I wanted to know if there is a faster way of calculating moving average of 3 months or 6 months to each and every column in a data frame for the next 9 months.
I currently have about 7k columns so my current approach is using a for loop to calculate each and every column and as you can assume it is very time consuming.
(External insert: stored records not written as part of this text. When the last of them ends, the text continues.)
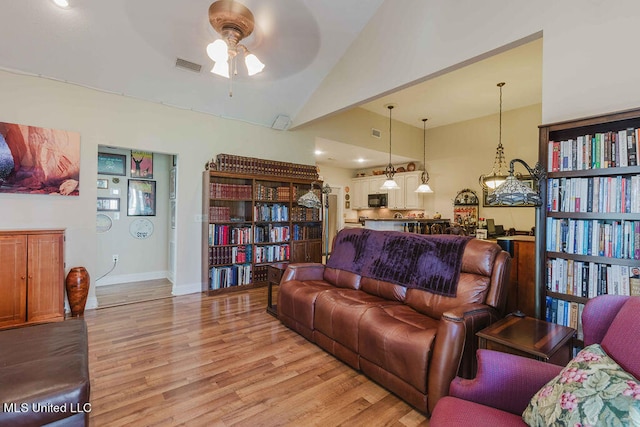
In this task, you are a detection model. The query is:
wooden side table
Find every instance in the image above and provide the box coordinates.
[476,315,576,366]
[267,262,289,317]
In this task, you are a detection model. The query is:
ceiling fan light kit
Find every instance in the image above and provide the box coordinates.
[207,0,264,88]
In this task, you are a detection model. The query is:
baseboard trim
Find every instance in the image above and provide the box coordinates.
[95,270,169,286]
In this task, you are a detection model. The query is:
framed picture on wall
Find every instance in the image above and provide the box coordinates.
[97,197,120,212]
[127,179,156,216]
[98,153,127,176]
[131,150,153,179]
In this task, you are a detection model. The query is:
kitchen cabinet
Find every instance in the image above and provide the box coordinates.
[351,171,423,210]
[0,230,64,328]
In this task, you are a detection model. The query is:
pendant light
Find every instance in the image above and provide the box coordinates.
[380,104,400,190]
[415,119,433,193]
[478,82,509,191]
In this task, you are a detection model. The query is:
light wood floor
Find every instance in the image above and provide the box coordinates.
[85,288,428,426]
[96,279,173,308]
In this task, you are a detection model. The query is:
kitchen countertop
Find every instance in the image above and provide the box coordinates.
[365,218,451,222]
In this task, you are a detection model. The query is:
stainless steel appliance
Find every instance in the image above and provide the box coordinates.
[368,193,387,208]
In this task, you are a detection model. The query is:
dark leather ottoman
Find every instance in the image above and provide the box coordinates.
[0,318,91,426]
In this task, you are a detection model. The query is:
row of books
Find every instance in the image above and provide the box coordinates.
[209,224,251,246]
[255,245,290,264]
[545,296,584,340]
[255,183,291,202]
[253,203,289,221]
[209,182,251,200]
[546,218,640,260]
[547,258,640,298]
[209,206,231,222]
[291,206,320,221]
[211,264,251,290]
[255,224,290,243]
[207,154,318,180]
[293,224,322,240]
[547,128,640,172]
[209,245,252,265]
[547,175,640,213]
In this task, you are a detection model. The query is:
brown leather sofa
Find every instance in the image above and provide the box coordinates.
[0,318,91,427]
[277,229,511,414]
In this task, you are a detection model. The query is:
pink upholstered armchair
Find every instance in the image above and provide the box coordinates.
[430,295,640,427]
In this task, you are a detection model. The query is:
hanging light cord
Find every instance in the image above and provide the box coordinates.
[422,119,429,184]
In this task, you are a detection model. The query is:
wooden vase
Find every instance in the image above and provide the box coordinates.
[65,267,90,316]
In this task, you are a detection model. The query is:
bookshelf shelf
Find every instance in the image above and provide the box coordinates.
[202,160,323,292]
[539,109,640,343]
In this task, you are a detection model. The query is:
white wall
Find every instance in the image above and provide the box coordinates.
[0,72,314,308]
[294,0,640,125]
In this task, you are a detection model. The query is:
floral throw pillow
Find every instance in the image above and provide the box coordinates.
[522,344,640,427]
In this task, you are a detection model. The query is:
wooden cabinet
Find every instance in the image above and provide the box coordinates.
[0,230,64,328]
[498,236,536,317]
[202,170,323,291]
[538,109,640,338]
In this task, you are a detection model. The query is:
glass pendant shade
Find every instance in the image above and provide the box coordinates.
[380,104,400,190]
[487,175,542,206]
[415,182,433,193]
[414,119,433,193]
[478,82,509,190]
[298,185,322,209]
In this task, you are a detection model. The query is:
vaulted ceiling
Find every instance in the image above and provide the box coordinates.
[0,0,542,138]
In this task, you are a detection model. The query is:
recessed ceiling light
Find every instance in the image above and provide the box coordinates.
[53,0,69,9]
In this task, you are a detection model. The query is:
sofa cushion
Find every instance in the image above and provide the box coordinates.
[360,277,407,302]
[522,344,640,426]
[327,229,471,296]
[313,289,400,353]
[324,267,360,289]
[405,273,491,319]
[601,297,640,378]
[278,280,336,340]
[359,305,439,394]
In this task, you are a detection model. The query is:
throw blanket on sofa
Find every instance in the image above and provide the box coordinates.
[327,229,471,297]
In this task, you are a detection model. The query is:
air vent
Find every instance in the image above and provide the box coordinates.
[176,58,202,73]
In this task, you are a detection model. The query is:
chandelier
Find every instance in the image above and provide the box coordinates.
[415,119,433,193]
[478,82,509,190]
[380,104,400,190]
[207,0,264,96]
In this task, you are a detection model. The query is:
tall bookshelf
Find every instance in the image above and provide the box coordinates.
[538,109,640,345]
[202,170,323,291]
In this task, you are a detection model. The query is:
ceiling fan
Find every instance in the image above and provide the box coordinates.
[207,0,264,86]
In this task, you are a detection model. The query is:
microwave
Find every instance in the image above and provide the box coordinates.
[368,193,387,208]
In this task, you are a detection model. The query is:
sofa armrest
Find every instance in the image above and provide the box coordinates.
[449,350,562,415]
[443,303,502,378]
[280,262,324,283]
[428,304,498,412]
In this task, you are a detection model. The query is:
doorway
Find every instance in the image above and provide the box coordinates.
[94,146,177,308]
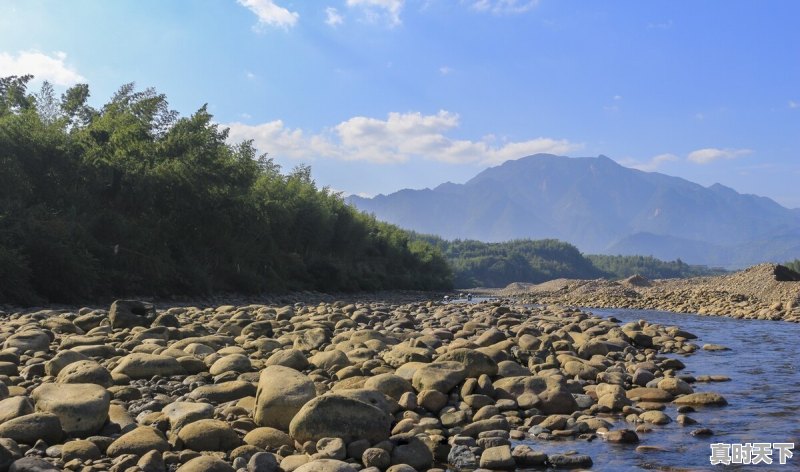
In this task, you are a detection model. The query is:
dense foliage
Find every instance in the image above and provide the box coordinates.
[586,254,726,279]
[414,234,724,288]
[0,76,451,303]
[416,235,604,288]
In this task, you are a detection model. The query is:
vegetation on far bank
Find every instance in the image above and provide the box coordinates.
[414,234,725,288]
[0,76,736,304]
[0,76,451,303]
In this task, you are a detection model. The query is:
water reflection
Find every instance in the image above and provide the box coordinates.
[512,309,800,471]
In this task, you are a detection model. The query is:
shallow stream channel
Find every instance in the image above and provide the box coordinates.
[521,308,800,471]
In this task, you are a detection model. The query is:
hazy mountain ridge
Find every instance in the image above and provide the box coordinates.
[349,154,800,267]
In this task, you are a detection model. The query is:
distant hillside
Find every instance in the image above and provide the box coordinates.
[348,154,800,268]
[412,234,723,288]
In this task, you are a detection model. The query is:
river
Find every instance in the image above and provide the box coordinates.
[512,308,800,472]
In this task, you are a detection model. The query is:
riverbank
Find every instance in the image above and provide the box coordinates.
[0,299,726,472]
[482,264,800,323]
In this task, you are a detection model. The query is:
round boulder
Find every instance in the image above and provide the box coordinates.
[289,394,391,444]
[253,365,317,431]
[31,384,111,436]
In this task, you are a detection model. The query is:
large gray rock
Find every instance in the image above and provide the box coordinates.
[208,354,253,375]
[0,413,63,444]
[108,300,156,329]
[44,349,91,377]
[31,384,111,436]
[178,419,242,452]
[161,402,214,433]
[112,352,186,379]
[177,456,235,472]
[294,459,357,472]
[56,360,114,388]
[0,396,33,424]
[106,426,169,457]
[189,380,256,403]
[3,329,50,352]
[411,361,467,393]
[289,394,391,444]
[436,348,497,378]
[253,365,317,431]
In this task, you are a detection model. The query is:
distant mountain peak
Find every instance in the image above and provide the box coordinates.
[351,154,800,267]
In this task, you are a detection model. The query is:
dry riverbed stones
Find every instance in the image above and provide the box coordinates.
[0,300,727,472]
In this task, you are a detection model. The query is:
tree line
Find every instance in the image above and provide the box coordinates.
[0,76,452,304]
[414,234,725,288]
[0,76,736,304]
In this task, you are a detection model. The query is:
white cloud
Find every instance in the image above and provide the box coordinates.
[647,20,672,30]
[226,110,581,165]
[0,51,86,86]
[347,0,405,26]
[621,153,681,172]
[687,148,753,164]
[470,0,539,15]
[325,7,344,27]
[236,0,300,28]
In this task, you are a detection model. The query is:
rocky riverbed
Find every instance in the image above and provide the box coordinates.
[488,264,800,323]
[0,300,727,472]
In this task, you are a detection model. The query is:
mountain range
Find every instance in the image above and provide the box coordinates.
[348,154,800,269]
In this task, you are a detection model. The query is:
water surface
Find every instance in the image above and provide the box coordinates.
[524,308,800,471]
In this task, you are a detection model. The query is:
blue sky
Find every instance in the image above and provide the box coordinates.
[0,0,800,207]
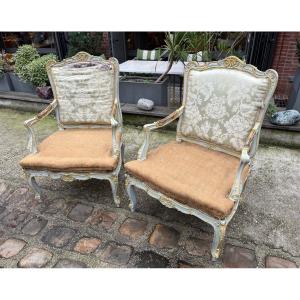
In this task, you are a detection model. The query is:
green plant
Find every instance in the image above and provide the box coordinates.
[267,103,278,118]
[0,57,4,78]
[155,32,187,83]
[296,40,300,63]
[15,45,39,81]
[68,32,102,56]
[25,54,57,86]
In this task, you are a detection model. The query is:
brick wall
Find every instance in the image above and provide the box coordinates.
[101,32,111,58]
[272,32,300,99]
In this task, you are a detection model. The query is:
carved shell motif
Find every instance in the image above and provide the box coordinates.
[224,56,246,68]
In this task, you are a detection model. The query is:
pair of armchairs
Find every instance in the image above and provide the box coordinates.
[20,52,278,259]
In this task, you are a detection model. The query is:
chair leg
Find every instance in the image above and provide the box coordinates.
[121,144,125,164]
[108,175,120,207]
[211,222,227,261]
[28,175,42,200]
[126,184,137,212]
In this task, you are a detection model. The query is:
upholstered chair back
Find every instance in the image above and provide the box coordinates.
[47,52,119,126]
[177,57,278,155]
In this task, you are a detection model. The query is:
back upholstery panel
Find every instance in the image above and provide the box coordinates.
[50,61,115,125]
[179,68,270,152]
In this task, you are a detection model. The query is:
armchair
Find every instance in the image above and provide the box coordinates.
[125,56,278,260]
[20,52,123,206]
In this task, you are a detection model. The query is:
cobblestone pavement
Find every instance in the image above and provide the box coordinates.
[0,109,300,268]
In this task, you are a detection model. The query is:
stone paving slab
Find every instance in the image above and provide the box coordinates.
[0,109,300,268]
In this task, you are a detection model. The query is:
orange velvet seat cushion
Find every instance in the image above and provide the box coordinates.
[125,142,249,218]
[20,128,121,172]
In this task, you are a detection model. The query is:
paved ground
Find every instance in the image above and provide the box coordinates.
[0,109,300,267]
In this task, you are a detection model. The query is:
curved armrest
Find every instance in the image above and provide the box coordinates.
[138,106,184,160]
[24,99,57,153]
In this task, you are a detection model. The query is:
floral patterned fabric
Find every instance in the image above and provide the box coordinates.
[180,69,269,151]
[51,62,115,124]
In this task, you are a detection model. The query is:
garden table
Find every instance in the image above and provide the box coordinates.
[120,59,184,76]
[119,59,197,102]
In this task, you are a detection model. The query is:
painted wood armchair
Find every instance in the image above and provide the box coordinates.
[125,56,278,259]
[20,52,122,206]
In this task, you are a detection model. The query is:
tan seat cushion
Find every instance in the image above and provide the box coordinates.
[20,128,121,172]
[125,142,249,218]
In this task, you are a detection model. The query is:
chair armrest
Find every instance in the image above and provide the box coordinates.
[138,106,184,160]
[24,99,57,153]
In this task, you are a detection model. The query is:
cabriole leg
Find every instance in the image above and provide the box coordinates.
[211,222,227,261]
[126,183,137,212]
[108,175,120,207]
[28,175,42,200]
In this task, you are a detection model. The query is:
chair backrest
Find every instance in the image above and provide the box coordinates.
[177,56,278,156]
[47,52,122,127]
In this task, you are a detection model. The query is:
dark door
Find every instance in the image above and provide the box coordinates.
[246,32,277,71]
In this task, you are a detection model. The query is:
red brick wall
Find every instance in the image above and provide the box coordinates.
[272,32,300,98]
[101,32,111,58]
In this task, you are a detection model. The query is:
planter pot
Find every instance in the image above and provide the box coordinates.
[9,72,35,94]
[0,73,13,92]
[286,68,300,112]
[119,76,168,106]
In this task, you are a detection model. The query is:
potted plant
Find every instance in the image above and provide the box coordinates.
[286,40,300,112]
[24,54,56,99]
[0,51,14,92]
[119,32,186,106]
[68,32,103,57]
[10,45,40,93]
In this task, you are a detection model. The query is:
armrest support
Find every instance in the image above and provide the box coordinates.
[246,122,261,157]
[138,106,184,160]
[229,122,261,201]
[24,99,57,153]
[110,100,120,157]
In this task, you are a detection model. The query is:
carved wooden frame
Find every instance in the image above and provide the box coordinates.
[125,56,278,260]
[24,52,124,206]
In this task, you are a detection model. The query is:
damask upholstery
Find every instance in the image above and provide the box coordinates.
[125,142,249,218]
[179,68,270,152]
[49,61,115,125]
[20,128,121,172]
I wanted to know if there is any other alternate methods? Is there something like parallel processing or anything similar which would get the desired output.
I am still beginner in R and I am not sure if there is any. I would definitely appreciate any other alternative methods and how would I be able to code them?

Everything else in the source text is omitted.